URLs: https://github.com/judydnguyen/pbp-backdoor-purification-official
Authors: Proma Hossain Progga, Md. Jobayer Rahman, Swapnil Biswas, Md. Shakil Ahmed, Arif Reza Anwary, Swakkhar Shatabda
Abstract: Gait recognition is a significant biometric technique for person identification, particularly in scenarios where other physiological biometrics are impractical or ineffective. In this paper, we address the challenges associated with gait recognition and present a novel approach to improve its accuracy and reliability.

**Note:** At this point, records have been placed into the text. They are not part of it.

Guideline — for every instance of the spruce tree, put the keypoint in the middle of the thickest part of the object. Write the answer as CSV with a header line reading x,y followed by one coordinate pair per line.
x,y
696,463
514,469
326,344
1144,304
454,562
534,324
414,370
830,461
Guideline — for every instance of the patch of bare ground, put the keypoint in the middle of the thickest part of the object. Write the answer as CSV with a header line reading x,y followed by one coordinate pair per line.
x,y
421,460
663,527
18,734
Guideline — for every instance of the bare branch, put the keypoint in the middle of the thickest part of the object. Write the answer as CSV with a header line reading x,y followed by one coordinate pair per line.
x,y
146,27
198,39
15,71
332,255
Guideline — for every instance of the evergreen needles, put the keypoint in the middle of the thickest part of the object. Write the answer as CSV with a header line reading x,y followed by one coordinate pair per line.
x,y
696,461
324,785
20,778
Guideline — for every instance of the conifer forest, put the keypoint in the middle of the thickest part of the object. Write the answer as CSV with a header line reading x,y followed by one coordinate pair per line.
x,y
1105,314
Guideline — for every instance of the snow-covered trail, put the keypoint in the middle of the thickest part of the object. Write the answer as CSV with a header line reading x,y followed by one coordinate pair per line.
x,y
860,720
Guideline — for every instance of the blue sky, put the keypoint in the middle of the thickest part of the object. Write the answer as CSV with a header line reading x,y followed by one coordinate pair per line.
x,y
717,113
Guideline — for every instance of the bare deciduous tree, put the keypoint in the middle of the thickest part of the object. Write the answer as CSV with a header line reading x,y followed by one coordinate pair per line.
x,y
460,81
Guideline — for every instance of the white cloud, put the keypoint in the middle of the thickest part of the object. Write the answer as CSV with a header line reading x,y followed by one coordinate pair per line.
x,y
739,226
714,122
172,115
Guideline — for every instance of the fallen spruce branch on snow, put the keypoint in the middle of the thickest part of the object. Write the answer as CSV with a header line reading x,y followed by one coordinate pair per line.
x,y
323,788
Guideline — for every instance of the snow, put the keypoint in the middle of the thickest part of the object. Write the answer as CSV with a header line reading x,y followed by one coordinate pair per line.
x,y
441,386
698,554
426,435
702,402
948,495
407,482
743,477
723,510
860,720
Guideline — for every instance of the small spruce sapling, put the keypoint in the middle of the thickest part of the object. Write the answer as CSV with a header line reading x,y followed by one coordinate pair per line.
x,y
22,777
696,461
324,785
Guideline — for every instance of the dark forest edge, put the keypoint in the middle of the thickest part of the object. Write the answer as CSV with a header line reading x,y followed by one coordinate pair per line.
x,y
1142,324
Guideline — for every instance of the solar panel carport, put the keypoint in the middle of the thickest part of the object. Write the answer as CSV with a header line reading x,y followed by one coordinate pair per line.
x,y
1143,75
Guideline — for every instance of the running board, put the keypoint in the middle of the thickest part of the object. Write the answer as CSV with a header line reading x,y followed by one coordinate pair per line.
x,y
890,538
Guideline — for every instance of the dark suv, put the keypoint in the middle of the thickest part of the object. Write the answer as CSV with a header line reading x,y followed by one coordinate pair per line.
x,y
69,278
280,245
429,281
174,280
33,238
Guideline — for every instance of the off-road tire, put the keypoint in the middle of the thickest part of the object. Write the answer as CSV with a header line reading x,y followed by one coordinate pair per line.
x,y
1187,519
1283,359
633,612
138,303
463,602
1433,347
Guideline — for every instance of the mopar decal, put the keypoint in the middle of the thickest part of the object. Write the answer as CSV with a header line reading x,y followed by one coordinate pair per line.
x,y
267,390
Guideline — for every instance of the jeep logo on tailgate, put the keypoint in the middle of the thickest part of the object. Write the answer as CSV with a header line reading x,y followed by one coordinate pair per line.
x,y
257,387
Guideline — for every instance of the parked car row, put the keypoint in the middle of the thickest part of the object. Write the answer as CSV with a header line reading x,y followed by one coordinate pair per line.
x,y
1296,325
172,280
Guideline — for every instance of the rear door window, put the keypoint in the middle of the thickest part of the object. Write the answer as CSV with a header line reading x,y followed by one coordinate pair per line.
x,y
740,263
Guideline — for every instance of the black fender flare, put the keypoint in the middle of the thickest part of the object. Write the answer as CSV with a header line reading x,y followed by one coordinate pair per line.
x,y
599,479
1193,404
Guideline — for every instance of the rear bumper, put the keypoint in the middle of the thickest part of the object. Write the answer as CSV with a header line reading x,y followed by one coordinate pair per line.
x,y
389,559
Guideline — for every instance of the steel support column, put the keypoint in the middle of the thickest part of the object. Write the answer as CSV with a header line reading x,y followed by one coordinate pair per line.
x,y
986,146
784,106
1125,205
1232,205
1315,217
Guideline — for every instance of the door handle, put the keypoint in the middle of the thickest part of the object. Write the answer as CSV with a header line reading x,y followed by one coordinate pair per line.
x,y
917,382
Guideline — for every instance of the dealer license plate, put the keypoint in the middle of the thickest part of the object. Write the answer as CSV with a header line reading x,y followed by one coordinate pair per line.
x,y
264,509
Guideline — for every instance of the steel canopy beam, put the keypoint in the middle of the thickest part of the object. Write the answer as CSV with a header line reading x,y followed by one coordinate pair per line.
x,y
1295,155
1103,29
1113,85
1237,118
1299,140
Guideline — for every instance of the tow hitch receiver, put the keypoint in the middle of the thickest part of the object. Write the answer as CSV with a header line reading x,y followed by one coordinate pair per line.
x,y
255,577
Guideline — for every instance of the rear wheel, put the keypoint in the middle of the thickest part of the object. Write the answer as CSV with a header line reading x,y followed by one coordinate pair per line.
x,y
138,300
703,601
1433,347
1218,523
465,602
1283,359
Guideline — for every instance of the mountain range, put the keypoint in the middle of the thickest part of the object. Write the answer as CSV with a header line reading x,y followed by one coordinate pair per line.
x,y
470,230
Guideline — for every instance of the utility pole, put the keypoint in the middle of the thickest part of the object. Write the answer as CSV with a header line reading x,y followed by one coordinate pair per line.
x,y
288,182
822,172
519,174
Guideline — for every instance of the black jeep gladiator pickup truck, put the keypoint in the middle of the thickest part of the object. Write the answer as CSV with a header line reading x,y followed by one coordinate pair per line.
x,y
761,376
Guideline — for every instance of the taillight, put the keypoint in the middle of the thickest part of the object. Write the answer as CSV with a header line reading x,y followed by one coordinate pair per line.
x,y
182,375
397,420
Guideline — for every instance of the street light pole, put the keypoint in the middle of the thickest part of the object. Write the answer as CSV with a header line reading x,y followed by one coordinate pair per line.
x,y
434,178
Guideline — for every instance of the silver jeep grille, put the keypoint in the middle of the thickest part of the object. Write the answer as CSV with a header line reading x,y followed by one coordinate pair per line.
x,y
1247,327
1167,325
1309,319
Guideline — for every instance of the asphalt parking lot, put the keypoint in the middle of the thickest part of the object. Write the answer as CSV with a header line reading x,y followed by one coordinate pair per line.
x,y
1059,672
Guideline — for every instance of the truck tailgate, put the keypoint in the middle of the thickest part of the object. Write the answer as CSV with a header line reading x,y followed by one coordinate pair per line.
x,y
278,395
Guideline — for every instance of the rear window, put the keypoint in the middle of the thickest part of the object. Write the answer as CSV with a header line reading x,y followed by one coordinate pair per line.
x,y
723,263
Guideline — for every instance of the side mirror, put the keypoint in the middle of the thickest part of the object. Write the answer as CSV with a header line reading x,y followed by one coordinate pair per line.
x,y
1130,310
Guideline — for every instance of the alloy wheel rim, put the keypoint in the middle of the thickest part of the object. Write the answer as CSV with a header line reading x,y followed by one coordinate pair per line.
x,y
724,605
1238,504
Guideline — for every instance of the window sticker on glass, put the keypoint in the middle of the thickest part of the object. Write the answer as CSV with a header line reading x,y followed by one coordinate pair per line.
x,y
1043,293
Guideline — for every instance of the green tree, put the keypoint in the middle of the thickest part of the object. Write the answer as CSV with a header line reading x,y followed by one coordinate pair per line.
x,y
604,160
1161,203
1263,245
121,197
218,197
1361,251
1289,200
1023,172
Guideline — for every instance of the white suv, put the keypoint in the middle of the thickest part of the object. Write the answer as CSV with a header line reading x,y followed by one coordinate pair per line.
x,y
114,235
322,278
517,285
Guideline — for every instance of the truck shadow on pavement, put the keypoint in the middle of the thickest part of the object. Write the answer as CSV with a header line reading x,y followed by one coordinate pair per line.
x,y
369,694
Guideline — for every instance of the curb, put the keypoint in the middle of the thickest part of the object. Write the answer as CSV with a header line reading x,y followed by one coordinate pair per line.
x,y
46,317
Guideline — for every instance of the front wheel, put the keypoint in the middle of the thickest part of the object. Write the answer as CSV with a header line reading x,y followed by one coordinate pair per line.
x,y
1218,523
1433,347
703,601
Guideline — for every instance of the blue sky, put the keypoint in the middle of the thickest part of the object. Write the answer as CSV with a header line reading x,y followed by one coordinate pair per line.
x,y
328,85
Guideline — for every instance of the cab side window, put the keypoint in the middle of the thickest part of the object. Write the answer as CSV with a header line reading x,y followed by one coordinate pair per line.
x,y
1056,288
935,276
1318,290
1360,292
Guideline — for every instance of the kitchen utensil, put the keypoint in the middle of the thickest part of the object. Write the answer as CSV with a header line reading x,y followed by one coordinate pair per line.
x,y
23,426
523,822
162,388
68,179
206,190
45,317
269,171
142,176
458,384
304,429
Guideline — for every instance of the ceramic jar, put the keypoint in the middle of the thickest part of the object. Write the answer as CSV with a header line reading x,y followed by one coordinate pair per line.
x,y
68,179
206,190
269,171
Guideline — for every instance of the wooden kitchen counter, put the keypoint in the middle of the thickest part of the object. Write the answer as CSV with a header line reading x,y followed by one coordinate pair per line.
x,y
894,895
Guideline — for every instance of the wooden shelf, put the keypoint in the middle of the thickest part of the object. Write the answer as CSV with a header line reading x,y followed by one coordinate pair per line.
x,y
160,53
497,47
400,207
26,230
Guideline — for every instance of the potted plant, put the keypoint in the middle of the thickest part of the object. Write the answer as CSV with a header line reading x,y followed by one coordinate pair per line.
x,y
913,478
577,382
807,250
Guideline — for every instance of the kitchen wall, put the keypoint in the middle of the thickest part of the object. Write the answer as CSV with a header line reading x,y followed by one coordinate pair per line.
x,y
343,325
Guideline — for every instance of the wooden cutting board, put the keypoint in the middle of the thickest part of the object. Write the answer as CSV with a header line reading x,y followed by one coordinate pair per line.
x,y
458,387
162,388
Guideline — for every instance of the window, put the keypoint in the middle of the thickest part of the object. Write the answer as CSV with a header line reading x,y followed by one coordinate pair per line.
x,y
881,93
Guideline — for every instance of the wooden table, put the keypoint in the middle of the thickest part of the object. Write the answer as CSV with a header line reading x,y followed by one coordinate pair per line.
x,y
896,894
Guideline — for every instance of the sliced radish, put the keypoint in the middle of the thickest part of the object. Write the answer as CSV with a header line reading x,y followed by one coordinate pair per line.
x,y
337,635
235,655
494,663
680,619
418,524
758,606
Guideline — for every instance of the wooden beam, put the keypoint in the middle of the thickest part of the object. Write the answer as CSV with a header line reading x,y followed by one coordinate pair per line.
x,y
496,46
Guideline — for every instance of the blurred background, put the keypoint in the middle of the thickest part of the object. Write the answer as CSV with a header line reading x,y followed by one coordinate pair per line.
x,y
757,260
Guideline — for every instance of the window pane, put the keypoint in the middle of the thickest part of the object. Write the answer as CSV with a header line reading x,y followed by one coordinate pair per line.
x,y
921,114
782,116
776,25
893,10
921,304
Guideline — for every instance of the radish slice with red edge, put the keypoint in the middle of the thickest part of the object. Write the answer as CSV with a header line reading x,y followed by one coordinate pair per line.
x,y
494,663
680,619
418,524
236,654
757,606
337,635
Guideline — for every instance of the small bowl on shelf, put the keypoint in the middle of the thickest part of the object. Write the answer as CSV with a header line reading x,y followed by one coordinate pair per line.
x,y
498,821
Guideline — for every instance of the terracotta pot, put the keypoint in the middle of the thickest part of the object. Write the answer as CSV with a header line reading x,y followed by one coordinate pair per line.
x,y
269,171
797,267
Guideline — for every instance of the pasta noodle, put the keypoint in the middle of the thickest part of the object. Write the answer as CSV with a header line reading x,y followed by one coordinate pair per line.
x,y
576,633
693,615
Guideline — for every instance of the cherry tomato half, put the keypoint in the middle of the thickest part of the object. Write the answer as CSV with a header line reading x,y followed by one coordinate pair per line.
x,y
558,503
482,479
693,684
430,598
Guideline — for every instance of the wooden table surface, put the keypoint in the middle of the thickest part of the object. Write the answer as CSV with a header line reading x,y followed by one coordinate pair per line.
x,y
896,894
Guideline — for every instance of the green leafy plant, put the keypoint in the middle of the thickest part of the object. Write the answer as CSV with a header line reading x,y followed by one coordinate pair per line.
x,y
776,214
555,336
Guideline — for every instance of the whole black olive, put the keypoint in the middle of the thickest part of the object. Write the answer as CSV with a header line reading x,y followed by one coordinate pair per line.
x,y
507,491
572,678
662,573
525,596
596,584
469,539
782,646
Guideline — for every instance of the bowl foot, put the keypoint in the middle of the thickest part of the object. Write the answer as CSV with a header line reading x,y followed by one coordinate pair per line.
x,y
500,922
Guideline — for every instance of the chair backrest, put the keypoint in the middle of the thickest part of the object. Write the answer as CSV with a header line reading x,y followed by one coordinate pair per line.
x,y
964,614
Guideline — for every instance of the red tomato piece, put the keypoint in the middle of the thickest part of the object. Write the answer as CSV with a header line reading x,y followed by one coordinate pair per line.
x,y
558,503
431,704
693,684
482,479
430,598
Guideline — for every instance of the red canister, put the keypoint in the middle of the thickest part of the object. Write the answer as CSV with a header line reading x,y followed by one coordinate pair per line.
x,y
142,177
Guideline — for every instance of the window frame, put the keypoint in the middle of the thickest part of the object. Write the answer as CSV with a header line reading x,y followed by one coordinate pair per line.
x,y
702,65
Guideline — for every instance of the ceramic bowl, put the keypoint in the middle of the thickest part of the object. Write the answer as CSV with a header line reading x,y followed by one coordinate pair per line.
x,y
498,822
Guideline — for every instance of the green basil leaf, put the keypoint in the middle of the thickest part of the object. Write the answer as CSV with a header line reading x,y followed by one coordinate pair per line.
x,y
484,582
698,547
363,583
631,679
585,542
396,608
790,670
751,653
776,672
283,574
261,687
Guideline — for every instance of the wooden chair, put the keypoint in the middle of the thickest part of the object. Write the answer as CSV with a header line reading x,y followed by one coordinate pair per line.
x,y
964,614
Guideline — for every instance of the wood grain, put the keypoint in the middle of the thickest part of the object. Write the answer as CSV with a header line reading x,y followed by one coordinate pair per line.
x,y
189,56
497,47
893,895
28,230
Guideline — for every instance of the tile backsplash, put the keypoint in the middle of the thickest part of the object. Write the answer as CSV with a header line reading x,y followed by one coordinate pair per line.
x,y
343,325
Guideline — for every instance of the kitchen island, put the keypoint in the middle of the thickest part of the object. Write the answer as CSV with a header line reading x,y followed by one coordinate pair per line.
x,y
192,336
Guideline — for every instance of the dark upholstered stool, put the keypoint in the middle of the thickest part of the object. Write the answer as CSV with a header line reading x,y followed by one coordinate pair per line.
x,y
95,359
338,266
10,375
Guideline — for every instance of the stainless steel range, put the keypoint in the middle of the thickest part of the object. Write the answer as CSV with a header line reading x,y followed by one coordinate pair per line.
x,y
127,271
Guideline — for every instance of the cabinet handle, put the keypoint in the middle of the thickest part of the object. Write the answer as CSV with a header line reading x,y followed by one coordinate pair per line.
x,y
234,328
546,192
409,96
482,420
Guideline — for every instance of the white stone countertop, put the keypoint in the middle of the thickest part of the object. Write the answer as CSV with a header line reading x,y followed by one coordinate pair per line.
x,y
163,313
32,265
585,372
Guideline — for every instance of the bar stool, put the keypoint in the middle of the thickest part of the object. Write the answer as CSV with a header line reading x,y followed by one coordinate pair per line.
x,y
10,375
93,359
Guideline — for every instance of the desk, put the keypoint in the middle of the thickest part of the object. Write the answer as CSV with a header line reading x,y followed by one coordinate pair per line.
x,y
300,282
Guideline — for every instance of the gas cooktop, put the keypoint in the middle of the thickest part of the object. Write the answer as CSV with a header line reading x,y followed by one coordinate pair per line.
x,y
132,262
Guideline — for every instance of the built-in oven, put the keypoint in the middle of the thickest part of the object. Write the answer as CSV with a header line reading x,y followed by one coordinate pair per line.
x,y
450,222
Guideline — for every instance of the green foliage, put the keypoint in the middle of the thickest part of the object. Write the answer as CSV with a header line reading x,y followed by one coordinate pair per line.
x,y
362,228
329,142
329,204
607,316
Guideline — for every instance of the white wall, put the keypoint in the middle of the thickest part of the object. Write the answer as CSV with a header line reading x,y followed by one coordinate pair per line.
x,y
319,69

The proposed method leverages advanced techniques, including sequential gait landmarks obtained through the Mediapipe pose estimation model, Procrustes analysis for alignment, and a Siamese biGRU-dualStack Neural Network architecture for capturing temporal dependencies. Extensive experiments were conducted on large-scale cross-view datasets to demonstrate the effectiveness of the approach, achieving high recognition accuracy compared to other models. The model demonstrated accuracies of 95.7%, 94.44%, 87.71%, and 86.6% on CASIA-B, SZU RGB-D, OU-MVLP, and Gait3D datasets respectively. The results highlight the potential applications of the proposed method in various practical domains, indicating its significant contribution to the field of gait recognition.